- Color of berry skin: Pink
- Species: Vitis vinifera
- Also called: See list of synonyms
- Origin: Argentina
- Original pedigree: Muscat of Alexandria × Listan Negro
- VIVC number: 2390

= Cereza =

Variety of grape

Cereza (Spanish for "cherry") is a white Argentine wine grape variety. Like Gewürztraminer and Pinot gris, Cereza is a pink skinned variety. It is a crossing of Muscat of Alexandria and Listan negro.

==History==
Like Criolla Grande, Pais and the Spanish Mission grape that was widely in North and South America, ampelographers believe the grape was likely introduced to Argentina by early Spanish settlers. By the mid to late 20th century, Cereza, Criolla and Pais together accounted for more than a third of all grapevines planted in South America. The high yields and prolific nature of the vine contributed to its spread with around 40,000 hectares (100,000 acres) planted by the 1980s but since then its numbers have been slowly declining. By 2003, its numbers had dropped by nearly a quarter to 30,760 ha/76,000 acres.

==Wine regions==

The San Juan province where most plantings of Cereza are found. Below is the Mendoza province which also has some plantings.
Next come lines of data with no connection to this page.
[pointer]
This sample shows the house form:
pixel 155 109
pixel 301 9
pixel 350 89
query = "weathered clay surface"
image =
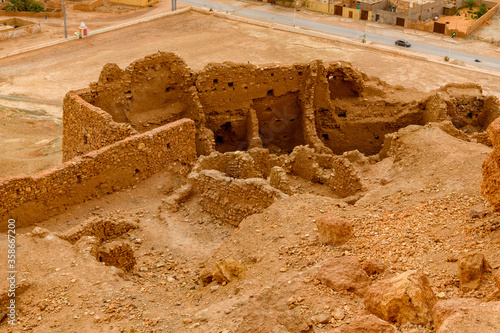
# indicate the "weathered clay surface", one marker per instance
pixel 484 318
pixel 368 324
pixel 407 297
pixel 470 270
pixel 344 273
pixel 333 230
pixel 445 309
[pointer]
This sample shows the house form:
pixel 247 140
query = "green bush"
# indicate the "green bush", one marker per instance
pixel 470 3
pixel 482 10
pixel 24 6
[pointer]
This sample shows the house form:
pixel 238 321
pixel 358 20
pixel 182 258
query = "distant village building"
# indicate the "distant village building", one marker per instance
pixel 415 14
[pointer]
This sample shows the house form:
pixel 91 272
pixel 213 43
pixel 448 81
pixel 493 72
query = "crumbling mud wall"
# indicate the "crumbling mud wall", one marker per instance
pixel 148 93
pixel 231 199
pixel 334 171
pixel 490 185
pixel 34 198
pixel 236 107
pixel 87 127
pixel 256 163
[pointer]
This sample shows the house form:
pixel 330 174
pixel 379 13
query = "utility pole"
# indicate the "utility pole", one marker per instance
pixel 64 14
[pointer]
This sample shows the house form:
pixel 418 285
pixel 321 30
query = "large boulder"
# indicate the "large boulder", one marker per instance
pixel 444 309
pixel 343 273
pixel 368 324
pixel 407 297
pixel 470 269
pixel 333 230
pixel 484 318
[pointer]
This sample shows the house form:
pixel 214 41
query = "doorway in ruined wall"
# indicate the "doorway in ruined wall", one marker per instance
pixel 340 87
pixel 280 122
pixel 231 135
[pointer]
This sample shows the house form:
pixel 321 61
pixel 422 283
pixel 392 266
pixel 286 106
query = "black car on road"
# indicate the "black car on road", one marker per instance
pixel 402 42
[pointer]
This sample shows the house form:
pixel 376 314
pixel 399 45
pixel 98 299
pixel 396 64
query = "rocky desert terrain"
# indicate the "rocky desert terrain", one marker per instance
pixel 378 213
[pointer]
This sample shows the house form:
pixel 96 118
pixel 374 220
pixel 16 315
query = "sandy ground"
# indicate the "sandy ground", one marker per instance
pixel 418 220
pixel 47 74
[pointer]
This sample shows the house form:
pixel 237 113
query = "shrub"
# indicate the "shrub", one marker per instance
pixel 482 10
pixel 470 3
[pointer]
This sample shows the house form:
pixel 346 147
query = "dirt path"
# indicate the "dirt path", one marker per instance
pixel 47 74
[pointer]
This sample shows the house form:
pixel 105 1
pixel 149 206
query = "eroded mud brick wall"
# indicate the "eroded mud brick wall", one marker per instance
pixel 86 127
pixel 234 95
pixel 231 199
pixel 103 171
pixel 151 91
pixel 332 108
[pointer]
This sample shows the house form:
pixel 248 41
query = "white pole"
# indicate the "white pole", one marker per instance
pixel 64 13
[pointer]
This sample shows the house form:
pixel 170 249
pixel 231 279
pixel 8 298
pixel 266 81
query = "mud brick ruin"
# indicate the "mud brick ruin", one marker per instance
pixel 252 129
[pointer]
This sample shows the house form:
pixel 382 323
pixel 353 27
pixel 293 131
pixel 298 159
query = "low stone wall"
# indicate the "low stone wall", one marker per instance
pixel 24 28
pixel 87 127
pixel 88 6
pixel 29 199
pixel 230 199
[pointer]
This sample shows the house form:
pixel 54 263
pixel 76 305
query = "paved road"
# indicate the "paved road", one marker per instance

While the grape was once widely planted throughout Argentina, today it is mostly found in the San Juan province and eastern Mendoza region.

==Viticulture and winemaking==
After centuries in Argentina, the Cereza vine has adapted to the hot, arid condition and with irrigation became a reliable producer of crops for harvest. Compared to the related, red-skin Criolla Grande, Cereza has a noticeably lighter, pink skin with larger berries that contribute very little color phenols during maceration. As such, the wines produced from Cereza are almost always white with some rosés also being produced.

==Wine styles==
Cereza produces deeply colored white and rosé wines that are usually intended for early consumption. According to wine expert Jancis Robinson, the wines can be fairly "rustic" and of basic quality, especially when yields are high (and they can often be in excess of 200 hectoliters/ha). In addition to wine production, the grape is often used in the production of grape concentrate used in winemaking.

==Synonyms==
Cereza is also known under the synonyms Ceresa, Ceresina, Cereza Italiana, Cerise, and Chereza.